After seven weeks of testimony for the prosecution, which finally rested its case Thursday, lawyers for former New England Mafia boss Frank Salemme and co-defendant Paul Weadick presented just a few witnesses of their own before resting as well.

Prosecutors may have a brief rebuttal on Friday; but jurors will hear closing arguments Monday and begin deliberating.

Salemme and Weadick each told US District Judge Allison Burroughs that they were aware of their right to testify and had chosen not to take the stand.

Burroughs said she would remind jurors in the strongest language she could that they are not to consider the defendants’ decision not to testify as evidence of their guilt.

The development wasn’t unexpected: In opening remarks, lawyers for Salemme and Weadick reminded jurors that the burden of proof falls on the government’s shoulders and that their clients are under no obligation to assert their innocence.

Salemme and Weadick are accused of the murder of Stephen DiSarro, former owner of the storied rock club The Channel, in 1993.

Prosecutors allege that Salemme ordered DiSarro killed, fearing Disarro – who was under investigation at the time for bank fraud – would inform on his and his associates’ criminal activity to authorities.
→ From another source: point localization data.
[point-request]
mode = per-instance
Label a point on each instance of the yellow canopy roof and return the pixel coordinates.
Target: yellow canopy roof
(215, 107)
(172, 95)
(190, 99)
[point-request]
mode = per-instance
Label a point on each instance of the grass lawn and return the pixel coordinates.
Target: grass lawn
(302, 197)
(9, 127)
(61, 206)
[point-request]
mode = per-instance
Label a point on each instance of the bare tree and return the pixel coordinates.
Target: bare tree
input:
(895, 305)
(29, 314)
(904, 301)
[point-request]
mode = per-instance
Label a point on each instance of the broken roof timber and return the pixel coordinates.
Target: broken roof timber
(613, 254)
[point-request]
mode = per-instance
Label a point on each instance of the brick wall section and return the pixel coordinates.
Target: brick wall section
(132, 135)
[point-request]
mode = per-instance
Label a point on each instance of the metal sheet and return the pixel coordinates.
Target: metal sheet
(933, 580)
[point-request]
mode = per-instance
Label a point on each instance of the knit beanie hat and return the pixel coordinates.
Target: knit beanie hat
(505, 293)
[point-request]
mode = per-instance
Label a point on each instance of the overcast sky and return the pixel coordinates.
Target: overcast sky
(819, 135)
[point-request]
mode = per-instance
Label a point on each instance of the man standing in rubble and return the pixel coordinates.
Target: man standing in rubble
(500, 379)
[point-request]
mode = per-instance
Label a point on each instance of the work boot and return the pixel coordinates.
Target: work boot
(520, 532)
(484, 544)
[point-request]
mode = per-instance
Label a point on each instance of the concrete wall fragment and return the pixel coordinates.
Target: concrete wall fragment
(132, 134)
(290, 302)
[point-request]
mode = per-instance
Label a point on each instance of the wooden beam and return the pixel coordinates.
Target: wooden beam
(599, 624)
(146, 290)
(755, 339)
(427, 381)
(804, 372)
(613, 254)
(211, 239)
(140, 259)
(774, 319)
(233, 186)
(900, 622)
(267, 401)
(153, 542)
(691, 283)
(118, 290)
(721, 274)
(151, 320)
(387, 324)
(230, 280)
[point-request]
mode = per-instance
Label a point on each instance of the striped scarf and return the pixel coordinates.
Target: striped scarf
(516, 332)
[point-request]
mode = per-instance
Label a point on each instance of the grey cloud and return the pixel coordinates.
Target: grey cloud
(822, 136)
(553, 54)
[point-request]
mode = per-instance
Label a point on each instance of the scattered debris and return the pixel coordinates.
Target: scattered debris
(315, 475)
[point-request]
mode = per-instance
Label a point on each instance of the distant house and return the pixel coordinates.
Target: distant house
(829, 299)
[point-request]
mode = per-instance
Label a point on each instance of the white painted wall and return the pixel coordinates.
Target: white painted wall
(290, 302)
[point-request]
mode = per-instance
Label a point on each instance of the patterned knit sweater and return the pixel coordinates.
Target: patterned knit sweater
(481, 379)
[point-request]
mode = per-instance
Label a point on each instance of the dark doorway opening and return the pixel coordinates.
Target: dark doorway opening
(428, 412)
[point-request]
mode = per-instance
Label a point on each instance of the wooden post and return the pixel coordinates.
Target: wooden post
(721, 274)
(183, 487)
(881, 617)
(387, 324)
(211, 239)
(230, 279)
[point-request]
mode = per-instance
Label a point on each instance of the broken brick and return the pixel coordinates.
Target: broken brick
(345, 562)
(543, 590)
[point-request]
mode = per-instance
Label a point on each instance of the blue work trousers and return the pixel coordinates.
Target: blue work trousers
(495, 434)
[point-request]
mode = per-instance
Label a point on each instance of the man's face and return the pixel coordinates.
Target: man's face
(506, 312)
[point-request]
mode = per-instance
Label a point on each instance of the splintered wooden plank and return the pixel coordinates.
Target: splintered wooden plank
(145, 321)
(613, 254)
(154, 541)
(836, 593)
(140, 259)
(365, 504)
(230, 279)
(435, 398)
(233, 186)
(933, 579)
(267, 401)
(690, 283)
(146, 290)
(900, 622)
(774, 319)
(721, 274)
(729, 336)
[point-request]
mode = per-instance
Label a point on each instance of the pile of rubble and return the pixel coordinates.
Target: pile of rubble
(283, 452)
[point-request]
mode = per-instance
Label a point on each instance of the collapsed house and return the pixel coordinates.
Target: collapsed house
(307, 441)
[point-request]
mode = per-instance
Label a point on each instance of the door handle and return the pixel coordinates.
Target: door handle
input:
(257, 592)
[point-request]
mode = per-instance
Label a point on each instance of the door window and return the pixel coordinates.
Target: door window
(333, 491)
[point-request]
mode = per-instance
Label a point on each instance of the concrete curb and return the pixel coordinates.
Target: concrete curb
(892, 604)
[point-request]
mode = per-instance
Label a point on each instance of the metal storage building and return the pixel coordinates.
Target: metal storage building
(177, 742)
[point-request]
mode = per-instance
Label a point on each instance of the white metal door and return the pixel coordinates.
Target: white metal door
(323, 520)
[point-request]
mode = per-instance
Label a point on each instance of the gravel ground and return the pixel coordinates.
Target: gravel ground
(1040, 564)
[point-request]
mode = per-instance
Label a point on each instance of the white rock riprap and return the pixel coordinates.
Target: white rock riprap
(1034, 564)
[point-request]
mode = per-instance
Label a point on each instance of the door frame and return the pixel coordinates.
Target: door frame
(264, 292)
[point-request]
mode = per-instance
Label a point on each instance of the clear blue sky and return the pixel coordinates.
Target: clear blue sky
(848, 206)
They say DiSarro was strangled by co-defendant Weadick and Salemme’s son, Frank Jr., who died in 1995.

The prosecution’s case is built largely around the testimony of several ex-mobsters, including Joseph and Robert DeLuca, brothers and former made Mafia members who testified that Salemme had called them in 1993, just after DiSarro had gone missing, and ordered them to dispose of a body; Joseph DeLuca testified to burying the body at the industrial site in Providence where DiSarro’s remains were recovered.

Stephen Flemmi, a former hit man, enforcer and gangster with Whitey Bulger’s Winter Hill Gang, testified to having walked in on the murder by accident, when he came to Salemme’s house to find him. Flemmi is the only alleged eye witness to the murder to testify.

Lawyers for both Salemme and Weadick have spent weeks cross examining those witnesses; and the choice not to assert a robust defense themselves fits with the chief defense for both men: That the testimony of those former gangsters can’t be believed – both because the witnesses are proven criminals and liars and because all of the ex-mobsters to testify in this case have made deals with prosecutors in exchange for their cooperation.

Stephen Flemmi, himself incarcerated after pleading guilty to ten murders, was able to avoid the death penalty for his ongoing cooperation with federal prosecutors.